The next morning Mr. Mellen made another thorough search for the bracelet. Still no signs of it was discovered, but he did find traces of footsteps in the grass, which proved the truth of Clorinda's suspicions.
"It's over, at all events," said Elsie, as she met Elizabeth on the stairs.
"Over!" repeated the half-distracted woman, desperately; "who can tell how or when it may come up again?"
Elsie kissed her and flew away, leaving Elizabeth to seek safety in the solitude of her chamber, while she went in search of her brother, not with the object of benefiting Elizabeth, but anxious to impress upon his mind that she at least did nothing to distress or vex him.
CHAPTER XXXIV.
BELOW STAIRS.
While matters were moving on thus excitedly above stairs there was an unusual commotion in the lower regions, effected by the machinations and deceptions of that arch-flirt, Dolf.

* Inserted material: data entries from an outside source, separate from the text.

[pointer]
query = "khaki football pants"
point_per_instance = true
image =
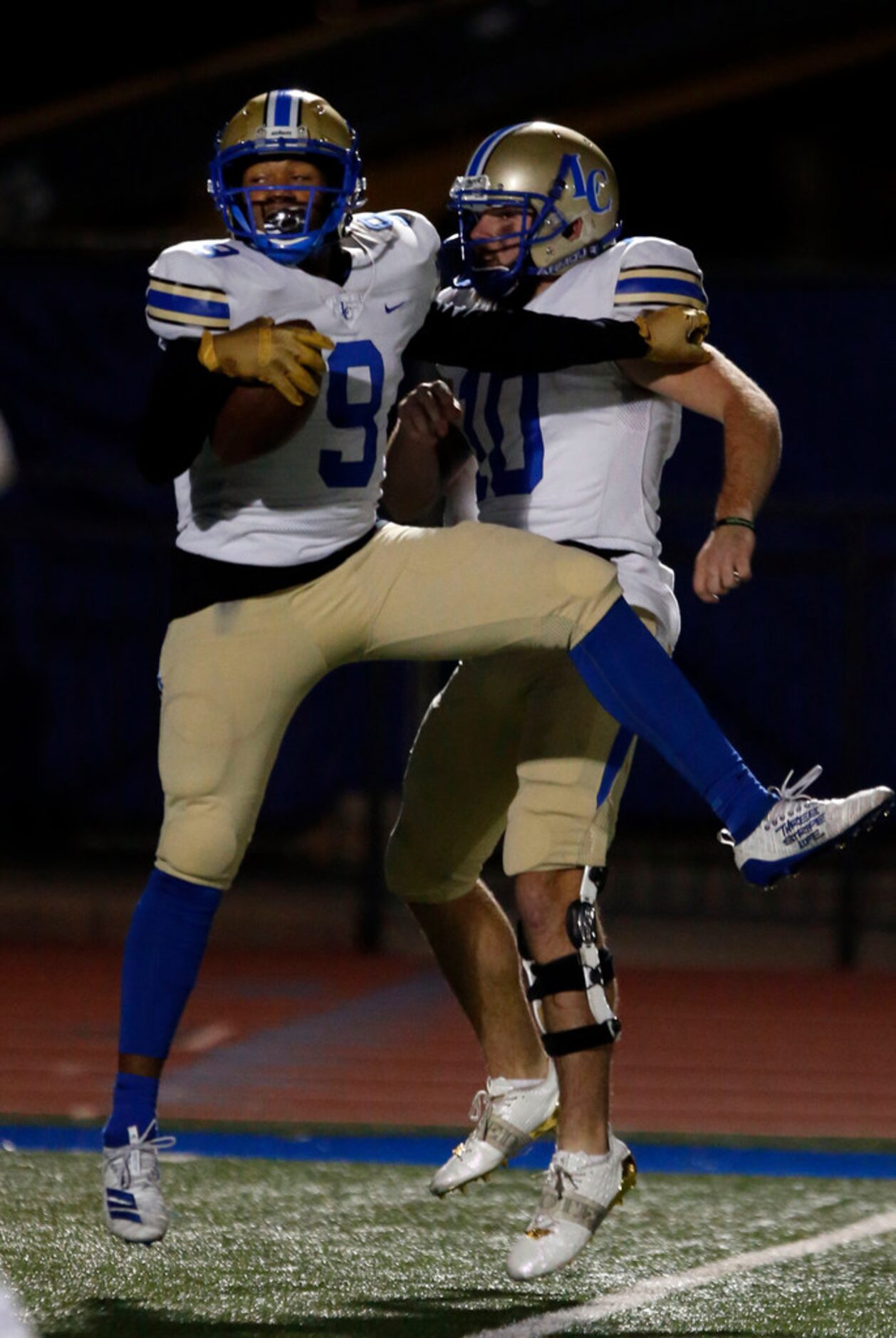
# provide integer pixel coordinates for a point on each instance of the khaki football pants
(234, 673)
(515, 745)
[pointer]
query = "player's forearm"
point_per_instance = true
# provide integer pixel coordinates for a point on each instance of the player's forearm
(181, 410)
(514, 343)
(752, 454)
(412, 483)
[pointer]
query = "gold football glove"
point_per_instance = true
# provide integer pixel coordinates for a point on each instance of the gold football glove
(285, 356)
(674, 335)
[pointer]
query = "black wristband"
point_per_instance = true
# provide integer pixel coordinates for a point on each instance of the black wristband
(736, 519)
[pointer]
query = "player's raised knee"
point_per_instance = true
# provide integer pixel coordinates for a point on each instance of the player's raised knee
(201, 844)
(590, 585)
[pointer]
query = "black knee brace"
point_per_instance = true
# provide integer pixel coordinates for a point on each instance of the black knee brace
(589, 969)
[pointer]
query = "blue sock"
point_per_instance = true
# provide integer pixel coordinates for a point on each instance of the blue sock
(132, 1104)
(632, 676)
(165, 948)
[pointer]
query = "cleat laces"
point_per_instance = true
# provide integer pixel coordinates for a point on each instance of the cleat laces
(138, 1161)
(786, 794)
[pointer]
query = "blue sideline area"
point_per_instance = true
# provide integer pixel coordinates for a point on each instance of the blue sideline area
(672, 1159)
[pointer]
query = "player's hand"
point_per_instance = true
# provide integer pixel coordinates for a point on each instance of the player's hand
(724, 562)
(285, 356)
(427, 414)
(674, 335)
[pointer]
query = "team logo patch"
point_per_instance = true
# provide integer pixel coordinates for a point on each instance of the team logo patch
(347, 307)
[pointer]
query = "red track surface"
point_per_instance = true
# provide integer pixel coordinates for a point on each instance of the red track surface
(333, 1037)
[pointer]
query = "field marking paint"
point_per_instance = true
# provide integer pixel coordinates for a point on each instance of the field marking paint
(657, 1289)
(207, 1037)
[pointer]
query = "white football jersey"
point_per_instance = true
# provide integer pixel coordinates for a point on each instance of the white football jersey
(320, 490)
(579, 454)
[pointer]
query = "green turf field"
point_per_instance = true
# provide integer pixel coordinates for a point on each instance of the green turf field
(335, 1249)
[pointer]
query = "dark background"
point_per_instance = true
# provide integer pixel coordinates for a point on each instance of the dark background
(760, 137)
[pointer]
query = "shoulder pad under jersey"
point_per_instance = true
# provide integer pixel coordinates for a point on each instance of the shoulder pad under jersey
(186, 294)
(655, 272)
(404, 224)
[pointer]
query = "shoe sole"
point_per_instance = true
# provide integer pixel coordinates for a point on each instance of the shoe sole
(545, 1127)
(629, 1176)
(859, 829)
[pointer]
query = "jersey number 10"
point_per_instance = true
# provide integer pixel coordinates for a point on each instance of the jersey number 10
(494, 469)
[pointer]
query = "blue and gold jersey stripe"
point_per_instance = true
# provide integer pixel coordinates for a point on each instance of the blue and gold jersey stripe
(661, 285)
(187, 304)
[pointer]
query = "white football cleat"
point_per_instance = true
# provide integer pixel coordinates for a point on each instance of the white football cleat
(797, 827)
(132, 1202)
(579, 1190)
(509, 1118)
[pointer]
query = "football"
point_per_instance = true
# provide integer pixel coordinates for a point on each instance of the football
(254, 420)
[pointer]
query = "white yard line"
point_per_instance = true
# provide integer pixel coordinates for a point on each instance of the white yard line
(657, 1289)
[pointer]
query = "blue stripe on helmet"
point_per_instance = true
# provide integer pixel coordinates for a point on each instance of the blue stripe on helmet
(283, 108)
(486, 147)
(662, 285)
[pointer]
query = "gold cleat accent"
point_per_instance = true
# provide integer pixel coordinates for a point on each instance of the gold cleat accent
(629, 1178)
(551, 1123)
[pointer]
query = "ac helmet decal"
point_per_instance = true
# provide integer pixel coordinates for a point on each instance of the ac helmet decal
(288, 123)
(561, 184)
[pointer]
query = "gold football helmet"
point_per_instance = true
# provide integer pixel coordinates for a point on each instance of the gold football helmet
(562, 185)
(288, 123)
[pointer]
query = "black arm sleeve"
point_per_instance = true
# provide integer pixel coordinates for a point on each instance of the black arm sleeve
(513, 343)
(184, 403)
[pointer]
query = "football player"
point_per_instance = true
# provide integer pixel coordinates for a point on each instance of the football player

He had succeeded in accomplishing what no sable gallant had ever done before; he had softened Clorinda's obdurate heart, and made her think it possible that at some future time she might be persuaded to place her fair self, and what she prized more, her money, in Dolf's keeping.
But the worst of it was, Dolf's susceptible fancy led him strongly in another direction, even while his discretion warned him to follow up the success he had achieved with the culinary nymph. Victoria was a stylish, handsome young mulatto, and Clorinda was, undoubtedly, pure African to the very root of her genealogical tree. African from the soul of her broad foot to the end, I cannot say point, of her flat nose. Indeed, it is quite possible that Dolf's yellow skin went for something in her admiration; but unfortunately Dolf preferred the café-au-lait complexion also, and had a masculine weakness in favor of youth and good looks.
Poor Clorinda certainly did present a rather dry and withered aspect; her hands bore rough evidence of the toil with which she had earned the money her sable lover coveted, and their clasp was very unsatisfactory to a man whose flirtations had hitherto been with ladies' maids. She was sadly destitute of the airs and graces with which Victoria fascinated the grand sex so freely upon all occasions; Clo's curly tresses held quantities of whiteness, and she could only hide it under gorgeous bandannas, which were now wofully out of fashion among the colored aristocrats, and gaze enviously at Victoria's long curls, feeling her fingers quiver to give them a pull when that damsel fluttered them too jauntily in her eyes.